- Izin pemanfaatan limbah batu bara dari pembangkit listrik tenaga uap telah diberikan untuk 52 lokasi.
- Kandungan FABA disebut mengandung logam berat dan berbahaya bagi kesehatan masyarakat dan lingkungan.
- Pengusaha batu bara mendorong pemerintah mengeluarkan pula batu bara dari pembakaran tungku industri dari kategori berbahaya dan beracun.
Terbitnya Peraturan Pemerintah (PP) Nomor 22 Tahun 2021 tentang penyelenggaraan perlindungan dan pengelolaan lingkungan hidup menimbulkan kontroversi. Pemerintah mengeluarkan limbah batu bara hasil pembakaran pembangkit listrik tenaga uap (PLTU) dari kategori bahan berbahaya dan beracun (B3).
Jenis limbah yang keluar dari kategori B3 tersebut adalah fly ash (abu terbang) dan bottom ash (abu padat) atau FABA. Para produsen batu bara menyambut positif kebijakan turunan Undang-Undang Omnibus Law Cipta Kerja itu. Limbah pembangkit kini dapat diolah untuk bahan konstruksi bangunan dan jalan.
Direktur Jenderal Pengelolaan Sampah, Limbah, dan B3 Kementerian Lingkungan Hidup dan Kehutanan (KLHK) Rosa Vivien Ratnawati menyebut alasan di balik keputusan tersebut. Pertama, proses pembakaran di pembangkit menggunakan temperatur tinggi, yaitu 800 derajat Celcius. Dengan memakai batu bara kalori tinggi, pembakarannya pun menjadi sempura dan minim kandungan unburned carbon.
Selain itu, dari hasil uji karakteristik yang KLHK lakukan, FABA dari pembakaran batu bara tidak memenuhi kriteria B3. "Kalau yang pakai stoker boiler industri, suhunya rendah dan pembakarannya tidak sempurna sehingga menghasilkan limbah B3," ujarnya dalam konferensi pers, Senin (15/3).
Direktur Jenderal Ketenagalistrikan Kementerian Energi dan Sumber Daya Mineral (ESDM) Rida Mulyana mengatakan sejauh ini, izin pemanfaatan limbah FABA telah diberikan untuk 52 lokasi. Satu lokasi terdiri dari beberapa unit PLTU.
Proses pengajuan izin pemanfaatannya berada di enam lokasi, melalui Pelayanan Terpadu Satu Pintu (PTSP) KLHK. "Ke depan kemungkinan akan semakin banyak yang mengajukan izin (pemanfaatan FABA)," ujar Rida.

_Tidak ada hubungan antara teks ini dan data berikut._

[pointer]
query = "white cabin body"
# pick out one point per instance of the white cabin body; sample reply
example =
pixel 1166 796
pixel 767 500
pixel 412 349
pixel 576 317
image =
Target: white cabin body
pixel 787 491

Selama ini, limbah FABA hanya dibiarkan menumpuk dan menganggur. Padahal, di negara maju keberadaannya telah banyak dimanfaatkan untuk bahan baku konstruksi.
Pemanfaatakan FABA nantinya dapat dikerjasamakan dengan Kementerian Pekerjaan Umum dan Perumahan Rakyat (PUPR). “Ini yang menjadi pekerjaan jangka pendek untuk segera diselesaikan. Sudah kami bicarakan dengan teman-teman PUPR," katanya.
Kebutuhan batu bara sepanjang 2019 mencapai 97 juta ton. Potensi jumlah produksi FABA-nya mencapai 10% dari jumlah serapan batu bara atau sebesar 9,7 juta ton.
Hingga sepuluh tahun mendatang, dengan adanya program 35 gigawatt (GW), konsumsi batu bara secara nasional bisa mencapai 153 juta ton per tahun nantinya. Dari penyerapan tersebut, setidaknya potensi produksi FABA dari pengoperasian PLTU ini mencapai 15,3 juta ton.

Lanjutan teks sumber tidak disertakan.